In a rather unexpected shakeup, Steven Sinofsky – the head of Windows – has departed from Microsoft, effective immediately. As we reported this morning, he is succeeded by Julie Larson-Green (Sinofsky’s second-in-command and head of UX for Windows 7 and Windows 8), and Tami Reller – the Windows CFO – will see her role expand to encompass “the business of Windows.”
The question on everyone’s lips, of course, is whether Sinofsky left of his own accord, or if he was fired. Publicly at least, Microsoft is trying to paint Sinofsky’s departure as amicable: “I am grateful for the many years of work that Steven has contributed to the company,” CEO Steve Ballmer says.
In Sinofsky’s own farewell letter to Microsoft employees, he begins by saying: “After more than 23 years working on a wide range of Microsoft products, I have decided to leave the company to seek new opportunities that build on these experiences.”
Internally, though, there are rumblings that Microsoft’s top brass were just waiting for an opportune time to get rid of Sinofsky – and now that Windows 8 and the Surface tablet are out of the door, it was time for Sinofsky to follow suit. As always with this kind of thing, we only have rumours to go on, but the prevailing opinion seems to be that Sinofsky was an aggressive, divisive force that was hard to work with.
It sounds like he was the ultimate champion of Windows – but at the expense of scuppering the work of other Microsoft departments. Famously, Sinofsky’s Windows worship is rumoured to be the chief reason behind the stillborn Courier tablet. There is also reason to believe that Sinofsky’s antagonistic tunnel vision may have caused the departure of J Allard, Robbie Bach, and other veteran ‘Softies.

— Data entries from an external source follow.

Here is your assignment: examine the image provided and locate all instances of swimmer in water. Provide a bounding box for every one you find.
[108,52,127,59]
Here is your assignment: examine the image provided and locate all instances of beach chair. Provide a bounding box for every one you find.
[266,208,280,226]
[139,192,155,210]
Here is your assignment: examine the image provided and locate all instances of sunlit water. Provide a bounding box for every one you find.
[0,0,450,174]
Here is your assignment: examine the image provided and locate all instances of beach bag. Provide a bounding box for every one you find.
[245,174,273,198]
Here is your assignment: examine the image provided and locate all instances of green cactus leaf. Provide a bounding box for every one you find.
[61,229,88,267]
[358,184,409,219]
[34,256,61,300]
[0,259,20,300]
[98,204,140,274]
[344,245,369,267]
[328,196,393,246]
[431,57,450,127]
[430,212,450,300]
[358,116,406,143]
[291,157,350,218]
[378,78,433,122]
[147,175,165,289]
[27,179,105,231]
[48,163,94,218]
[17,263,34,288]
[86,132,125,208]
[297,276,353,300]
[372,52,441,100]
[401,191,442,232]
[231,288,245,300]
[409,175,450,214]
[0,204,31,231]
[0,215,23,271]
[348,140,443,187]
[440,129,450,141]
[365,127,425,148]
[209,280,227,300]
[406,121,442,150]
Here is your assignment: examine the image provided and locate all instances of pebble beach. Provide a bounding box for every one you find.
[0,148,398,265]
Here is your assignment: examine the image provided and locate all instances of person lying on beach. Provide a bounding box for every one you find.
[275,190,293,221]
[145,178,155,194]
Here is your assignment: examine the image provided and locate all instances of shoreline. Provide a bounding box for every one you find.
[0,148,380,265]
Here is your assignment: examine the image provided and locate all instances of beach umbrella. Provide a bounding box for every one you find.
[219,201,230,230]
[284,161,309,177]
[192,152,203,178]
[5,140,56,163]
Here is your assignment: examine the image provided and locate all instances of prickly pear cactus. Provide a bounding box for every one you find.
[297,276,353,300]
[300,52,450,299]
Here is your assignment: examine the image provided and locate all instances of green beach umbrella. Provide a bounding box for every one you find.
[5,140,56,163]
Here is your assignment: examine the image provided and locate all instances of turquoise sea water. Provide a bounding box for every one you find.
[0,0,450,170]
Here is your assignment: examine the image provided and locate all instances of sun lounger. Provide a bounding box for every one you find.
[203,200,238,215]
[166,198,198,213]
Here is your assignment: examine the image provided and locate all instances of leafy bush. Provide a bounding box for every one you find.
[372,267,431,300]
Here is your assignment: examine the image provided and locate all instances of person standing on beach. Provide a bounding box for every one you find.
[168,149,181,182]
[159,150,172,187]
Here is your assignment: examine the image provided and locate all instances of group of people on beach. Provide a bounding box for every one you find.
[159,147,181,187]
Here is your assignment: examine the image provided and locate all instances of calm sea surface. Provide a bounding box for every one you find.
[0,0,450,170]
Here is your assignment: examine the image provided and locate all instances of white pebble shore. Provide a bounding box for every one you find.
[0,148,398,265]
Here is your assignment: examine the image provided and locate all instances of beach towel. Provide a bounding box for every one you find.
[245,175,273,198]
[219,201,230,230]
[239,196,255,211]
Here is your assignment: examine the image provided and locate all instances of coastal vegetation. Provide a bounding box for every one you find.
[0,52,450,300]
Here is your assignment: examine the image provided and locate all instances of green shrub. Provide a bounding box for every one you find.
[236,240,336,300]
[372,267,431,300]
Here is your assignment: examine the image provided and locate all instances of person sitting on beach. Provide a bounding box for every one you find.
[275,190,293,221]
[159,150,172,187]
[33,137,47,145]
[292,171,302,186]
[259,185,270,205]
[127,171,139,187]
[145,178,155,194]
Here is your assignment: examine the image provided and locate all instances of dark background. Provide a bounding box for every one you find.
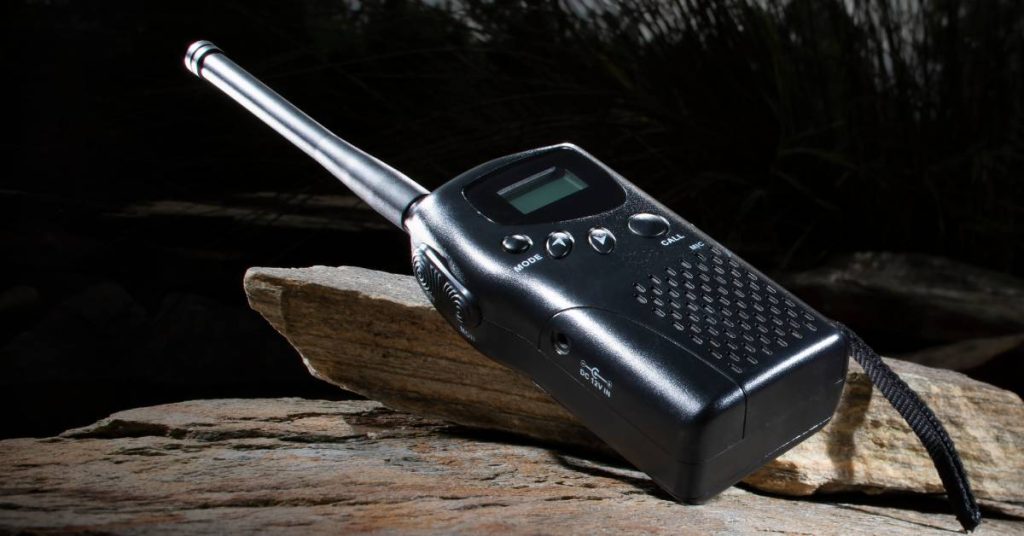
[0,0,1024,437]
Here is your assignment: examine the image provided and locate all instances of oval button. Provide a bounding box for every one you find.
[502,235,534,253]
[629,212,669,237]
[545,231,572,258]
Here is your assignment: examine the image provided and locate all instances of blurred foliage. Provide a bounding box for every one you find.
[12,0,1024,275]
[286,0,1024,273]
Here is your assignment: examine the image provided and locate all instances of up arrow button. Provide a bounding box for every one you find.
[544,231,572,258]
[587,228,615,255]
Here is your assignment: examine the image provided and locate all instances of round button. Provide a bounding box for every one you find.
[502,235,534,253]
[544,231,572,258]
[629,212,669,237]
[587,228,615,255]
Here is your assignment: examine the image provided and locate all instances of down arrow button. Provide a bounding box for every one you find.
[587,228,615,255]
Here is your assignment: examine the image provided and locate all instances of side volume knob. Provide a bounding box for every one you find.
[413,246,480,328]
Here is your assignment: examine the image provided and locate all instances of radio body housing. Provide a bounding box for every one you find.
[404,145,847,502]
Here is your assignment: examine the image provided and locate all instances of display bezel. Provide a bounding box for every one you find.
[463,149,626,225]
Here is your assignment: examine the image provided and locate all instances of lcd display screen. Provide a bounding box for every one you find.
[498,166,587,214]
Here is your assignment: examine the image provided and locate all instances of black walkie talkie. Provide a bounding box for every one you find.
[185,41,983,528]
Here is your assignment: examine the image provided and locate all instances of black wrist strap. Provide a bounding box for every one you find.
[838,324,981,532]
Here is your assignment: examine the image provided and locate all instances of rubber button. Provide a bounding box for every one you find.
[545,231,572,258]
[587,228,615,255]
[502,235,534,253]
[629,212,669,237]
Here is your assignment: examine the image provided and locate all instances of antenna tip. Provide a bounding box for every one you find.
[185,41,221,76]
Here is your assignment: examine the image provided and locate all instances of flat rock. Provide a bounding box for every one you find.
[246,266,1024,516]
[0,399,1024,535]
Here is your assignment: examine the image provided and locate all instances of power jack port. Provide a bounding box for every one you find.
[551,331,572,356]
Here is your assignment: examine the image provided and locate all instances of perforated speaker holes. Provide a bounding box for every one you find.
[631,247,818,374]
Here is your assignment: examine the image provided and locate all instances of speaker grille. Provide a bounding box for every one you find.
[632,247,820,374]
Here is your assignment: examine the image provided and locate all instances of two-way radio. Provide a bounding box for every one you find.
[185,41,983,521]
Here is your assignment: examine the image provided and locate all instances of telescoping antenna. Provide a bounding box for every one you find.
[185,41,427,229]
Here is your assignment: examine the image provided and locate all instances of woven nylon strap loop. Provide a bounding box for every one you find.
[838,324,981,532]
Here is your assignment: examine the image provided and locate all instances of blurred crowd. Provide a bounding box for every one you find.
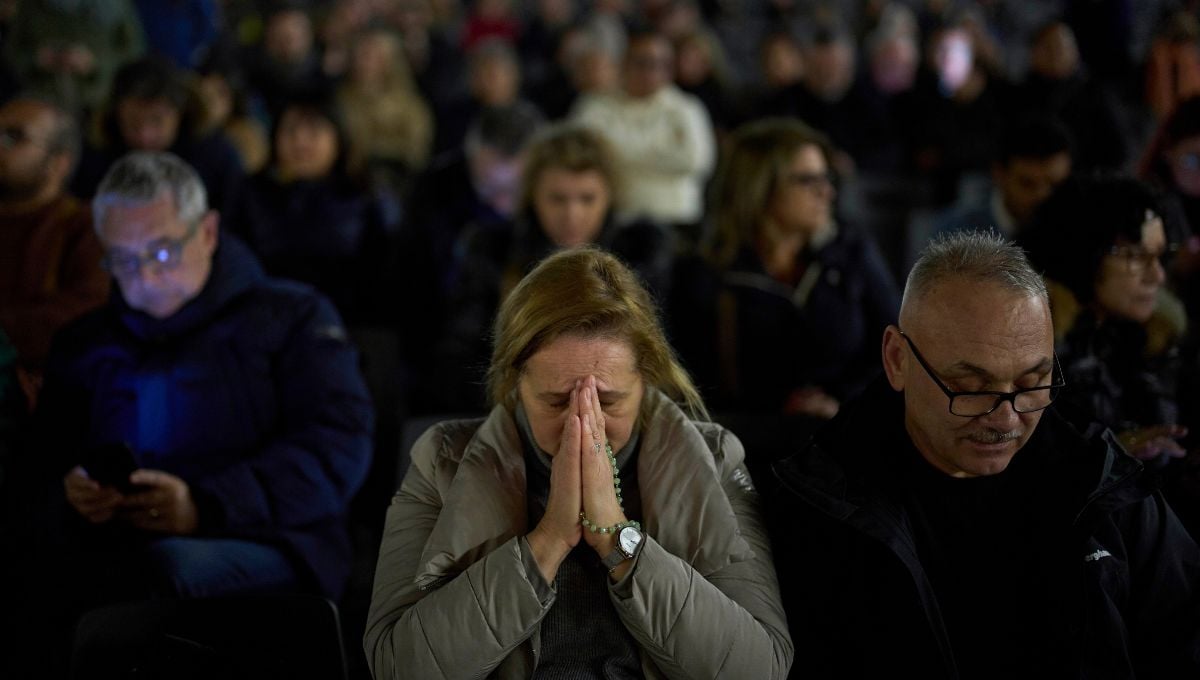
[0,0,1200,676]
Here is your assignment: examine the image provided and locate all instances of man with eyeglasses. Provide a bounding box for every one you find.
[770,231,1200,679]
[7,151,373,671]
[0,96,108,388]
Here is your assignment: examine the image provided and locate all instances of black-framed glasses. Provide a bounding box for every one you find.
[1105,243,1180,276]
[896,329,1067,417]
[100,219,200,278]
[784,173,834,189]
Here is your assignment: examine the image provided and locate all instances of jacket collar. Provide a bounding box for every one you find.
[416,387,752,588]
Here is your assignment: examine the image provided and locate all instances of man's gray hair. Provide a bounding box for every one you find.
[91,151,209,230]
[900,231,1049,308]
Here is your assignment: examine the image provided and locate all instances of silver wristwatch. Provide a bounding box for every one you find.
[600,526,642,572]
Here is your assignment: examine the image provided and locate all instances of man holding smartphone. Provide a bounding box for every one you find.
[8,152,373,671]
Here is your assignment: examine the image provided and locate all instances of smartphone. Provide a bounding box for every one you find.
[82,441,138,493]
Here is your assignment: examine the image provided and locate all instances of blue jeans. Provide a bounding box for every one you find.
[143,536,301,597]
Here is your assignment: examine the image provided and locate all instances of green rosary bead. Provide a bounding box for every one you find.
[580,443,642,534]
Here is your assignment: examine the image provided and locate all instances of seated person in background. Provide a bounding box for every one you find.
[0,96,108,396]
[571,31,716,236]
[397,104,544,398]
[365,247,792,679]
[71,56,245,213]
[227,92,400,326]
[932,115,1072,239]
[1139,96,1200,324]
[1021,177,1187,461]
[668,119,900,417]
[9,152,372,671]
[425,125,674,411]
[1022,177,1200,535]
[4,0,145,112]
[769,233,1200,678]
[337,28,434,187]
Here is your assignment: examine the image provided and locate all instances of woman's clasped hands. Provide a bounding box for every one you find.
[527,375,625,583]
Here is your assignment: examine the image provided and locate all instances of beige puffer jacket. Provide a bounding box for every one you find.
[365,389,792,680]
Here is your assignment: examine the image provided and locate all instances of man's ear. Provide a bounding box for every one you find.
[883,325,910,392]
[200,210,221,254]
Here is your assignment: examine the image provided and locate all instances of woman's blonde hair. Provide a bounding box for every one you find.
[709,118,833,267]
[487,246,708,420]
[517,124,622,215]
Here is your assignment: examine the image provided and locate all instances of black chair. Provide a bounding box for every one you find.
[71,595,347,680]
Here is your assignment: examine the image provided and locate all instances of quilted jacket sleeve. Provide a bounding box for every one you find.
[365,427,553,680]
[612,431,792,680]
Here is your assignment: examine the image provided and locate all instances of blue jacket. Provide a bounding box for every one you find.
[37,235,373,598]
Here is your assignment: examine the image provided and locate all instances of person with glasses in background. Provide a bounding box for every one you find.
[767,231,1200,679]
[1021,177,1187,463]
[668,119,900,420]
[10,151,373,669]
[0,95,108,398]
[1022,177,1200,536]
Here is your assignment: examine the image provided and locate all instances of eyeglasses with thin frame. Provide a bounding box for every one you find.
[0,125,43,149]
[1104,243,1180,276]
[784,173,833,189]
[896,329,1067,417]
[100,219,200,278]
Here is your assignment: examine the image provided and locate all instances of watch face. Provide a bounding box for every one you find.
[617,526,642,556]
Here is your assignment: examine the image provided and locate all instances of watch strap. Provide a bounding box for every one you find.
[600,547,632,572]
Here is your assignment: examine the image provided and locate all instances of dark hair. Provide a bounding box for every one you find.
[112,56,192,113]
[106,56,204,146]
[268,88,365,185]
[464,101,546,158]
[996,114,1074,166]
[196,41,251,116]
[1140,96,1200,187]
[7,91,83,165]
[1020,175,1180,303]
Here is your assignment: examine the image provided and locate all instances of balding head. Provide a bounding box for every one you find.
[900,231,1050,326]
[0,96,80,209]
[883,234,1056,477]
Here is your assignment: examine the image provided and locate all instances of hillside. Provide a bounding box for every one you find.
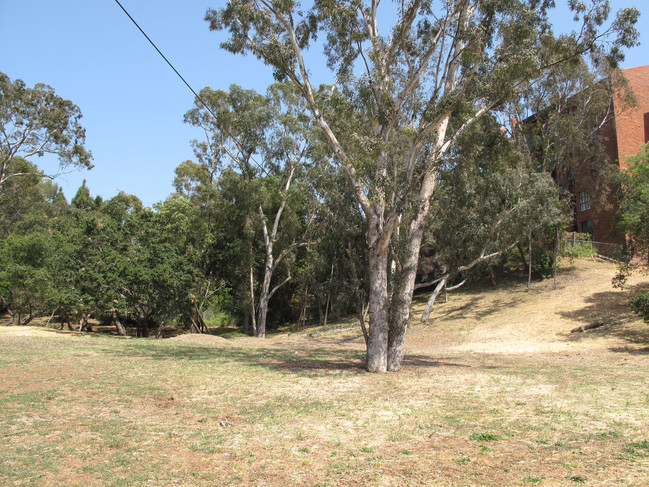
[0,260,649,487]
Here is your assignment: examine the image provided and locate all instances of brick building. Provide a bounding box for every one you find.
[568,65,649,248]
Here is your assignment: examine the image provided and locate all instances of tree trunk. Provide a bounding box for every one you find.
[527,233,532,291]
[516,242,527,269]
[365,246,389,372]
[388,223,424,371]
[155,311,169,338]
[7,307,16,326]
[250,264,258,336]
[255,255,273,338]
[113,311,126,336]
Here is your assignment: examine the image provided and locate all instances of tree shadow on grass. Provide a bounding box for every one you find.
[103,342,470,376]
[558,284,649,353]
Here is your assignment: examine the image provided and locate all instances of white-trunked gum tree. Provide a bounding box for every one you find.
[206,0,639,372]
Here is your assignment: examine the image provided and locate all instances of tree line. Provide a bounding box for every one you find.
[0,0,638,372]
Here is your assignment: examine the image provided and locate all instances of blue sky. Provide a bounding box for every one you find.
[0,0,649,206]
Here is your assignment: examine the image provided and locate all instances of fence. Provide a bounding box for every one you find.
[561,234,622,259]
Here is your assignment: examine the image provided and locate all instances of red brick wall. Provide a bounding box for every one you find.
[615,64,649,169]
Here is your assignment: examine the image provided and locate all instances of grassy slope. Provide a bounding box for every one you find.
[0,260,649,486]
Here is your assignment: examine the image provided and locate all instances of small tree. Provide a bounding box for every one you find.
[615,144,649,260]
[0,73,92,188]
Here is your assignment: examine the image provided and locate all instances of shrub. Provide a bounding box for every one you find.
[629,291,649,323]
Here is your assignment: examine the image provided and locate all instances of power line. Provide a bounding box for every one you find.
[115,0,217,119]
[115,0,217,119]
[115,0,268,175]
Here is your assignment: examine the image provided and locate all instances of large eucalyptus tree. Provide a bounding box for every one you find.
[206,0,638,372]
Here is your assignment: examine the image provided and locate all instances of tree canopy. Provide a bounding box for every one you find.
[0,72,92,187]
[206,0,639,372]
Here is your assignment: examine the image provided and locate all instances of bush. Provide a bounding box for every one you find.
[629,291,649,323]
[532,249,554,279]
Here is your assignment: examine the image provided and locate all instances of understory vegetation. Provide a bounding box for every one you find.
[0,259,649,487]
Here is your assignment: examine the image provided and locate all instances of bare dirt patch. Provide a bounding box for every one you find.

There is also the possibility that Ballmer and other members of the board were unhappy with Sinofsky’s handling of Windows 8 – though, of course, Microsoft could never publicly admit that. The jury is still out on whether Windows 8: Jekyll & Hyde Edition will be a hit with consumers or not. As the head of Windows, Sinofsky undoubtedly signed off on the uncomfortable union of Desktop and Metro within Windows 8 – or, worse still, it may have been all his idea. The success of Windows 8 is still far from guaranteed, and an internal admission that Sinofsky did a bad job wouldn’t be good for business.
Or maybe we’re simply reading too much into Sinofsky’s departure. He had been at Microsoft for 23 years, after all. Maybe it was just time for a change – and leaving just after a major product release is certainly the best time to do that. Many analysts had him down as the prime contender for the CEO spot when Ballmer eventually steps down or is ousted – but there’s nothing to say that Sinofsky couldn’t go back to Microsoft, perhaps after a stint at another technology company.
It would be nice to wrap up this article with a positive note, but really, the bulk of Sinofsky’s Microsoft legacy is Windows 8, and how he will be remembered will depend entirely on its success – or failure.